The results of the Indian IT majors have largely matched the consensus expectations for the quarter ended June 2022 (Q2, FY23). However, the management guidance in most cases shows a certain degree of caution, and firms admit to the deteriorating macro environment, which could hurt demand. In addition, industry-specific attrition rates remain elevated, with all the majors experiencing well over a 20 per cent churn in personnel. The operating margins are expected to be more or less flat through the second half of FY23 despite some improvements in Q2. Despite the weakening rupee equation versus the dollar, the revenue guidance has not been upgraded. Many IT businesses seem to be paring their revenue and operating-margin expectations to the lower end or mid-point of the assessments in July-August, when they declared their Q1 results.
On the bright side, most IT firms’ managements say that attrition rates are stabilising and are likely to ease in the second half of 2022-23. This is due partly to the cooling off in the start-up space, which was creating highly-paid jobs for coders. However, sub-contracting costs still remain high, indicating that the labour market is tight. The broader commentary around the Q2 results also claims that there has not been any serious tailing off in demand for the IT industry so far, but margin pressures could be building up. Among the IT majors, HCL Tech, which has an unusually high exposure to the infrastructure segment, is the only one that is guiding for a strong revenue expansion, or strongly rising margins. The other majors are guiding for maintaining their earlier projections or for some margin pressure.
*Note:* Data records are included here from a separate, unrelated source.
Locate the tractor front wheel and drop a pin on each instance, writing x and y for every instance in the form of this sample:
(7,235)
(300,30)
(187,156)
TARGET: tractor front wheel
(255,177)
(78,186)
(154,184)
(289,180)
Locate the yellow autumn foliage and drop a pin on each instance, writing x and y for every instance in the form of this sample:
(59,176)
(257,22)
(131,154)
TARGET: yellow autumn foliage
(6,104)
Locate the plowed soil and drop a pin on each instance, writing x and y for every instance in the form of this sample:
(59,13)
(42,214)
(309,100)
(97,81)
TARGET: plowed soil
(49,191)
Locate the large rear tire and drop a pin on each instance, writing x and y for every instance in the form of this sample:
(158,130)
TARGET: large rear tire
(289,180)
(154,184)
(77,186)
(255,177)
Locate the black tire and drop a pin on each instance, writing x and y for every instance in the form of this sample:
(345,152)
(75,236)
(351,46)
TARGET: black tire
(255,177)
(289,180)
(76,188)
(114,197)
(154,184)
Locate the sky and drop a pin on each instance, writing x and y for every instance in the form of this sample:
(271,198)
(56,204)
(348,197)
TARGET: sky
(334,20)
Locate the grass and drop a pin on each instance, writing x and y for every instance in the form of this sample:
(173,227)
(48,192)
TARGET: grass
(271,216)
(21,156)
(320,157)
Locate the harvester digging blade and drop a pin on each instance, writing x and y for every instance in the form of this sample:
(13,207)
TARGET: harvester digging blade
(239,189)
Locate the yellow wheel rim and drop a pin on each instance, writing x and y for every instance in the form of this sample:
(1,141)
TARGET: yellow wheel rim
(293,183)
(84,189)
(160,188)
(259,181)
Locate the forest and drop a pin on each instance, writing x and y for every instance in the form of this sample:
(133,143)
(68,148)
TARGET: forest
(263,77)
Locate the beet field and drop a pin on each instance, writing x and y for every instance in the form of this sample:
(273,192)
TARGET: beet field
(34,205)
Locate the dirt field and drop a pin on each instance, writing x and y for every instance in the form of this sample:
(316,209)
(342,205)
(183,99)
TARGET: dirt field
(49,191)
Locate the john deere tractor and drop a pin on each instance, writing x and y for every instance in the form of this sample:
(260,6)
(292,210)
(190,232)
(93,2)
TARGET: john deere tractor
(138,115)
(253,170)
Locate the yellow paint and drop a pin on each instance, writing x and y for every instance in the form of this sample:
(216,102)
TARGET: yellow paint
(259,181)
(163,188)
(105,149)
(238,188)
Historically, the Indian IT services firms have always been seen as high-growth players in North America (where they earn over 65 per cent of their revenues). In addition, the industry is seen as a dynamic hedge against a weaker rupee due to the fact that the earnings are largely in hard currencies, while much of the costs are absorbed in rupees. However, the macro situation is currently unusual: The dollar has gained against all currencies and, in fact, the rupee has strengthened against the euro and the pound since it has lost less ground against the dollar. Thus, quite apart from weak growth in the EU and UK, the rupee strength is likely to impact revenues from those regions adversely.
Among the big four, Wipro, TCS and Infosys have all reported rupee revenue growth of 4-6 per cent, which is flat in relative terms once inflation is taken into account. HCL Tech has done better. While TCS has reported high deal wins, it has also cautioned that timelines for new business orders may be “elongated” due to macro conditions, and it has pointed especially to weaknesses in the EU environment. The Infosys management commentary flags continued weakness in the mortgage and retail verticals, (both already mentioned as weak in Q1) and now in telecom and hi-tech. Wipro has mentioned there’s a slowdown in business from the hi-tech client segment. However, media, life sciences, and BFSI (banking, financial services, and insurance) are still showing positive growth.
Historically, growth patterns in the IT industry have usually been correlated with global gross domestic product growth. However, there have been periodic bursts of growth during structural changes such as the Y2K changeover and, more recently, in the movement to the cloud, and the implementation of digitisation of processes across sectors. While those trends still remain in force, companies could cut back on discretionary spending in inflationary and recessionary conditions.